Die in dieser Studie präsentierten Daten sind auf Anfrage bei der entsprechenden Autorin erhältlich.
Hintergrund
Kritische Situationen in der Patient:innenversorgung, wie z. B. der unerwartete Tod von Patient:innen, Beinahe-Schäden oder fehlerhafte Behandlungen sind oft nicht nur mit gravierenden Folgen für die Patient:innen verbunden, sondern können auch belastende und traumatisierende Ereignisse im Leben der Behandler:innen und Pfleger:innen darstellen.
Albert Wu [1] prägte im Jahr 2000 den Begriff des Second Victim (SV). Damit ist ein zweites Opfer neben dem:der (beinahe) geschädigten Patienten:in gemeint. Auch der:die Behandler:in kann geschädigt werden, wenngleich sich die Auswirkungen auf dessen/deren mentale Gesundheit beschränken.
Anzeige
Die Definition des Begriffs Second Victim wurde 2009 von Scott et al. [2] erweitert und auf alle Angehörigen der Gesundheitsberufe ausgedehnt, welche durch „einen unvorhergesehen Zwischenfall am Patienten“ traumatisiert und damit selbst zum Opfer werden können. Im Jahr 2022 entwickelten internationale Expert:innen des European Researchers’ Network Working on Second Victims (ERNST) eine evidenz- und konsensbasierte Definition: „Any health care worker, directly or indirectly involved in an unanticipated adverse patient event, unintentional healthcare error, or patient injury and who becomes victimized in the sense that they are also negatively impacted“ [3].
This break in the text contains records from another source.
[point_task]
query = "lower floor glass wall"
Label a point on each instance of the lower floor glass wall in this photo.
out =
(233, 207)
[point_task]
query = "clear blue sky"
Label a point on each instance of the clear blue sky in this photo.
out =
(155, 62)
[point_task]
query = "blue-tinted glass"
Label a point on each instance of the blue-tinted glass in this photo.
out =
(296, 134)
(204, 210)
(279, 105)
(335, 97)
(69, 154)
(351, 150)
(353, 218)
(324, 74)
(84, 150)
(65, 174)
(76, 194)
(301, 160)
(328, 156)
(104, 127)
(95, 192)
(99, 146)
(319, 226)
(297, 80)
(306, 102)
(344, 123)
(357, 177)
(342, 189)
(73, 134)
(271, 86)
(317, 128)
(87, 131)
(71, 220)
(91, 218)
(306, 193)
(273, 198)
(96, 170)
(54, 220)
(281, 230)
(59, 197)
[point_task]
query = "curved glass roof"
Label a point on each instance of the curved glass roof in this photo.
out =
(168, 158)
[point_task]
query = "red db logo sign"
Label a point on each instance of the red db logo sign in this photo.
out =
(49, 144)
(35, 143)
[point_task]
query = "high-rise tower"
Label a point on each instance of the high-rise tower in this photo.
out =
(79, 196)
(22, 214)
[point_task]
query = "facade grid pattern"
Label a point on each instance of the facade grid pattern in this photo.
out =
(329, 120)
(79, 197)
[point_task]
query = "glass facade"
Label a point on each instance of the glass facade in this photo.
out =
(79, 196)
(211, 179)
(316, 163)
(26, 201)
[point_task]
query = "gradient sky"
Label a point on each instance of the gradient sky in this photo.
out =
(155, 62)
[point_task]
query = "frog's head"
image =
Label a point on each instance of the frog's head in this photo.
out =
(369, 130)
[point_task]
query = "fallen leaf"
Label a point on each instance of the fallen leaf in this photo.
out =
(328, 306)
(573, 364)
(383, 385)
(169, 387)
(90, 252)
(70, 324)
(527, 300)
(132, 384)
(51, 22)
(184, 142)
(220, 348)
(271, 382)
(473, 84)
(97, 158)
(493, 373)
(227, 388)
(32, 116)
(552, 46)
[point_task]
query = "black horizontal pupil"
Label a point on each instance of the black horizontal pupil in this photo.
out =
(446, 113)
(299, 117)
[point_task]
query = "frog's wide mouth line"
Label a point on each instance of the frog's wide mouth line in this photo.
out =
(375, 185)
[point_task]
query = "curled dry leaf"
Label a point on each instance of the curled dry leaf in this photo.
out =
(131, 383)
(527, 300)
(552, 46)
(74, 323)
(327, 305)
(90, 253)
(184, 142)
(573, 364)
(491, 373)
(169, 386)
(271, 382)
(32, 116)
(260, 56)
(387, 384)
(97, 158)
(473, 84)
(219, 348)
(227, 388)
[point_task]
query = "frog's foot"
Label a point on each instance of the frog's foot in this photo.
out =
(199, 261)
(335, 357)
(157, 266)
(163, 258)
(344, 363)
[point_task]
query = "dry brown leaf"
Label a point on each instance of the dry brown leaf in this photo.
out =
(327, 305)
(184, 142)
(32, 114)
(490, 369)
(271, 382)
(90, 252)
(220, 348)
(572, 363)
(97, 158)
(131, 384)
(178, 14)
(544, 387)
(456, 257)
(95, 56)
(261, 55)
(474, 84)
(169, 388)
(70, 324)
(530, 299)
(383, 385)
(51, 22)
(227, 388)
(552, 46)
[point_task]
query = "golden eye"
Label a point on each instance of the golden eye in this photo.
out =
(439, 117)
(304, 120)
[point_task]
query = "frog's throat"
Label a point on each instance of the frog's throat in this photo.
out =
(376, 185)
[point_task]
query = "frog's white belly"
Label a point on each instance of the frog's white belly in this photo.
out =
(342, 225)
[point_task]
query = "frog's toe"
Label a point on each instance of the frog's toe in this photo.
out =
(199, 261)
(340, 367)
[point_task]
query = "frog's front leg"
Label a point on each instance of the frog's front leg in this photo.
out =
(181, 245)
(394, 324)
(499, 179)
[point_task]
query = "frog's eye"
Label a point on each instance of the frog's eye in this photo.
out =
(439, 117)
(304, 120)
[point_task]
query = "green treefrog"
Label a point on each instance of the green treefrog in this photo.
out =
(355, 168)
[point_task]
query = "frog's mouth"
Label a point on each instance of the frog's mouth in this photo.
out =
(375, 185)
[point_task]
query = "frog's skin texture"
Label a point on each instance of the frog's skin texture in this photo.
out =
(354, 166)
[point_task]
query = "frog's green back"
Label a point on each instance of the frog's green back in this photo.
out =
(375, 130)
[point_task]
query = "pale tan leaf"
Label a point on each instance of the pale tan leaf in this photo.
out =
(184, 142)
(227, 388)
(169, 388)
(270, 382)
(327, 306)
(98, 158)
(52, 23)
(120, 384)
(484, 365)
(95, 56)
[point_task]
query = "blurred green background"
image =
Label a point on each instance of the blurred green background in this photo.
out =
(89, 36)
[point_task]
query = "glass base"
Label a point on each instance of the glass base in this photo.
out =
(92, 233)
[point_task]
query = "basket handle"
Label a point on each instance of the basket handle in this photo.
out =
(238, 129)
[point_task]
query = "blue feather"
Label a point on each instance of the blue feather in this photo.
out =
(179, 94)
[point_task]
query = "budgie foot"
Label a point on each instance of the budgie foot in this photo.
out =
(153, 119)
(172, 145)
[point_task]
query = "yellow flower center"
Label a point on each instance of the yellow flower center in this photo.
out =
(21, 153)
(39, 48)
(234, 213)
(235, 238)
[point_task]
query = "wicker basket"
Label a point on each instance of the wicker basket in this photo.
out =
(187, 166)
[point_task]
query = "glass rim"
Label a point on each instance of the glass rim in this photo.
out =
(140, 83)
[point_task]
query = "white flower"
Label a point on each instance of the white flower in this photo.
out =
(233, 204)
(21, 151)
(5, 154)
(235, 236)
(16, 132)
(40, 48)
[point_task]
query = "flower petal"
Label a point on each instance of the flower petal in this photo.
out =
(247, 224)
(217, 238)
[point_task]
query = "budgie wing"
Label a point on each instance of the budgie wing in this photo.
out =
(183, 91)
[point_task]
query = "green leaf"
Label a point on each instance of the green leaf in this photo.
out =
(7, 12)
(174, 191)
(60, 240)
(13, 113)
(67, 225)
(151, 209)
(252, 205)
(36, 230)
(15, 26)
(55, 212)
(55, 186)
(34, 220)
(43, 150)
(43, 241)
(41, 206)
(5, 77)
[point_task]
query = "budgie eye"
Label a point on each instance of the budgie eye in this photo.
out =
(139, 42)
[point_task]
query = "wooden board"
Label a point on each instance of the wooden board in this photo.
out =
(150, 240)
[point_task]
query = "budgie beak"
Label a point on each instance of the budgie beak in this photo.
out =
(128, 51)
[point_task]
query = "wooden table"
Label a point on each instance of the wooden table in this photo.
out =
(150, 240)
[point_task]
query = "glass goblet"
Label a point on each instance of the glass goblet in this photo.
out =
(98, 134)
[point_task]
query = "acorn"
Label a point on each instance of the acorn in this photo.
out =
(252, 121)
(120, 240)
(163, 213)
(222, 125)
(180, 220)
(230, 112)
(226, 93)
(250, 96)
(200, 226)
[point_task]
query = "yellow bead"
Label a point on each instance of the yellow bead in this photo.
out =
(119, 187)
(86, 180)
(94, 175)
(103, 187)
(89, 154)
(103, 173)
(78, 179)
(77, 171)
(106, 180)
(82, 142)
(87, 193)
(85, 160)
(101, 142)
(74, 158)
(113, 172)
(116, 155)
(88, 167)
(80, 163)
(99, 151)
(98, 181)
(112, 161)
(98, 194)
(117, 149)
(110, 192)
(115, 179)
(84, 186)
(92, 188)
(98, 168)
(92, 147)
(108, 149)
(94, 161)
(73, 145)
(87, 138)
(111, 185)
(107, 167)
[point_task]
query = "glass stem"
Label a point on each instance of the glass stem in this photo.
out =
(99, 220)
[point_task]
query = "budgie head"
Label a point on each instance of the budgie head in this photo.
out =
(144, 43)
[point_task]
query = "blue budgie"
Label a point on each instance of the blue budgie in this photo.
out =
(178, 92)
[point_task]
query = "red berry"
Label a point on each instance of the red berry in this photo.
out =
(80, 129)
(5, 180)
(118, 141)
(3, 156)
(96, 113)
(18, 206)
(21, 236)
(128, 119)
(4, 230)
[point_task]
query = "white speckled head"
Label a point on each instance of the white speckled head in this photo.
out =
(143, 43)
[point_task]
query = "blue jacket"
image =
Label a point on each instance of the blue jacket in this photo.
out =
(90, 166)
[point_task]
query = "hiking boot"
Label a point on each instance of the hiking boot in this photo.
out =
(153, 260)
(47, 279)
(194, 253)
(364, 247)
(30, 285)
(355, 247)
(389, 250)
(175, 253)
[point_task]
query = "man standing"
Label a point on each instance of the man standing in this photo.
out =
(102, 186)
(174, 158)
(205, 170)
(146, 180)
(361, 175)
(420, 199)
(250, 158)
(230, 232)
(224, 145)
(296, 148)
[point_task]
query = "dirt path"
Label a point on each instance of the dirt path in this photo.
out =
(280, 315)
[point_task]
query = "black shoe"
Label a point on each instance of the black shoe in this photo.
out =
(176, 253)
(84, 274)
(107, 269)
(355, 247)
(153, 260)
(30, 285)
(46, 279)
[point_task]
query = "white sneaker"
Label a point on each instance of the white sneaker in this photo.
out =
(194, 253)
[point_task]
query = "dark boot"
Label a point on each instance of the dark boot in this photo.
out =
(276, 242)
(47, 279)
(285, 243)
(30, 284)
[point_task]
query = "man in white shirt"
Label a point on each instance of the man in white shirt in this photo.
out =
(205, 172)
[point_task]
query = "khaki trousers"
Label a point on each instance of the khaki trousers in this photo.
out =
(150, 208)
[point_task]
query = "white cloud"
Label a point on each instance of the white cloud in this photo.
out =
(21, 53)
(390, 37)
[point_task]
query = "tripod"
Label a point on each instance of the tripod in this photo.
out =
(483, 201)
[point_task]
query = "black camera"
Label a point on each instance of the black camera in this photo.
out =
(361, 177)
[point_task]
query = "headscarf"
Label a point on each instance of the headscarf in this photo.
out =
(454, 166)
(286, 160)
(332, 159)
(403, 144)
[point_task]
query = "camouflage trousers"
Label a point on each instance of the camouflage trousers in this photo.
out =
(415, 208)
Ein traumatisierendes Ereignis kann bei den betroffenen Behandler:innen zu psychologischen, kognitiven und körperlichen Reaktionen [1, 4, 5] sowie in weiterer Folge zu dysfunktionalen Verarbeitungsmechanismen [6] führen. Aus Angst und Furcht vor zukünftigen Fehlern könnte die Qualität der weiteren Patient:innenversorgung vermindert werden [7]. Auch die Beendigung des erlernten Berufes [8] oder im schlimmsten Fall der Suizid der Behandler:innen werden in der Literatur beschrieben [9].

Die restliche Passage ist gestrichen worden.